After finding the alpha carbon, it's a good idea to mark the "cut" or "disconnection" where the new bond was formed. This will always be between the alph and beta carbons. I mark this with a dotted line.

a) This product is an α,β-unsaturated carbonyl, which must have come from a β-hydroxyl carbonyl. So this is an aldol condensation.

The α carbon must have come form the enolate. Because the β carbon is an alcohol, the electrophile must have been an aldehyde or ketone. So the two carbons on the right were the enolate, and the two carbons (and phenyl) on the left were an aldehyde.

b) The product is β-keto so this must have been a Claisen condensation.

The β carbon is an ketone, so the electrophile must have been an ester.

There are actually two different combinations of esters that would result in this product. I arbitrarily chose the alpha carbon to belong to the left carbonyl.

c) β-keto product so this must have been a Claisen style condensation.
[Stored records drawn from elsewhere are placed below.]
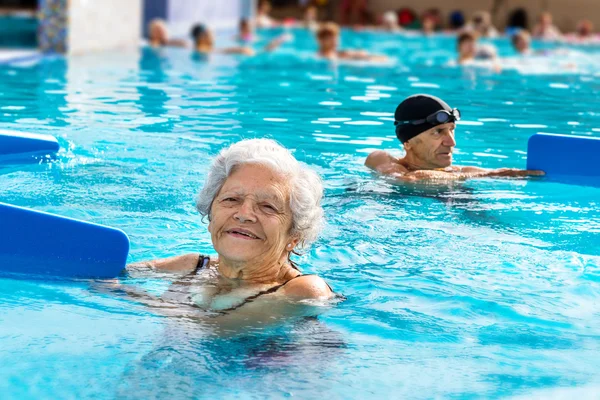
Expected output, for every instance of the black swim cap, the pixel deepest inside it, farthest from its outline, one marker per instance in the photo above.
(197, 31)
(418, 106)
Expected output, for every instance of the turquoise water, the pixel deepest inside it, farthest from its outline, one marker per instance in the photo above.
(489, 288)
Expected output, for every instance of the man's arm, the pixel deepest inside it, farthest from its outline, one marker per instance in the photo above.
(386, 164)
(500, 172)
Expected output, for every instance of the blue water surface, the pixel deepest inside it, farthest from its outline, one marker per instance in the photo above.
(481, 289)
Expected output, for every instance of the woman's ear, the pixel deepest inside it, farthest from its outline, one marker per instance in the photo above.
(292, 243)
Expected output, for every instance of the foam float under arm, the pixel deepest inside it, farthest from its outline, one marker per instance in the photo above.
(39, 243)
(565, 158)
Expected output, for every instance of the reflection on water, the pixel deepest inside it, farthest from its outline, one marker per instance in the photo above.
(482, 288)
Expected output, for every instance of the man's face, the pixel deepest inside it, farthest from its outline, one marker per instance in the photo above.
(328, 42)
(433, 148)
(467, 48)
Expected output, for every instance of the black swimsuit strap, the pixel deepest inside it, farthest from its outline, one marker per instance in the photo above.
(202, 263)
(261, 293)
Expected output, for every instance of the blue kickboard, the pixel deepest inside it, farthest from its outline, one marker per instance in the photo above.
(563, 157)
(39, 243)
(21, 144)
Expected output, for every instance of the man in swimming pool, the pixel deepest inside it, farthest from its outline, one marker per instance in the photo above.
(328, 37)
(425, 125)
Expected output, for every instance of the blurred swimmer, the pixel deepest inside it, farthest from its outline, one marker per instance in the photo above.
(311, 17)
(584, 33)
(158, 35)
(545, 29)
(263, 19)
(389, 22)
(470, 53)
(482, 24)
(204, 43)
(328, 37)
(521, 42)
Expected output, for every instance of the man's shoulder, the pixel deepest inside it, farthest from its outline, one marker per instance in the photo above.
(379, 157)
(384, 162)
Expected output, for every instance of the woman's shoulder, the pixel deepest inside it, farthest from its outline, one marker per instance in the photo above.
(307, 287)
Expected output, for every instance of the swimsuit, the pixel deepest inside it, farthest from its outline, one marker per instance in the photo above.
(203, 262)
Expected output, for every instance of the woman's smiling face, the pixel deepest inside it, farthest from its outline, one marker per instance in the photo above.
(251, 218)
It's easiest if you have the alpha carbon belong to the left carbonyl, so an intramolecule reaction isn't necessary.

The β carbon is already an ester, so the electrophile had to have been more than an ester, as regular esters become ketones after a Claisen condensation.

d) This is a Robinson annulation product, which comes from an intramolecular condensation.

The α,β-unsaturated carbonyl must have come from a β-hydroxyl carbonyl. (aldol condensation)

Because the β carbon became an alcohol, the electrophile must have been an aldehyde or ketone.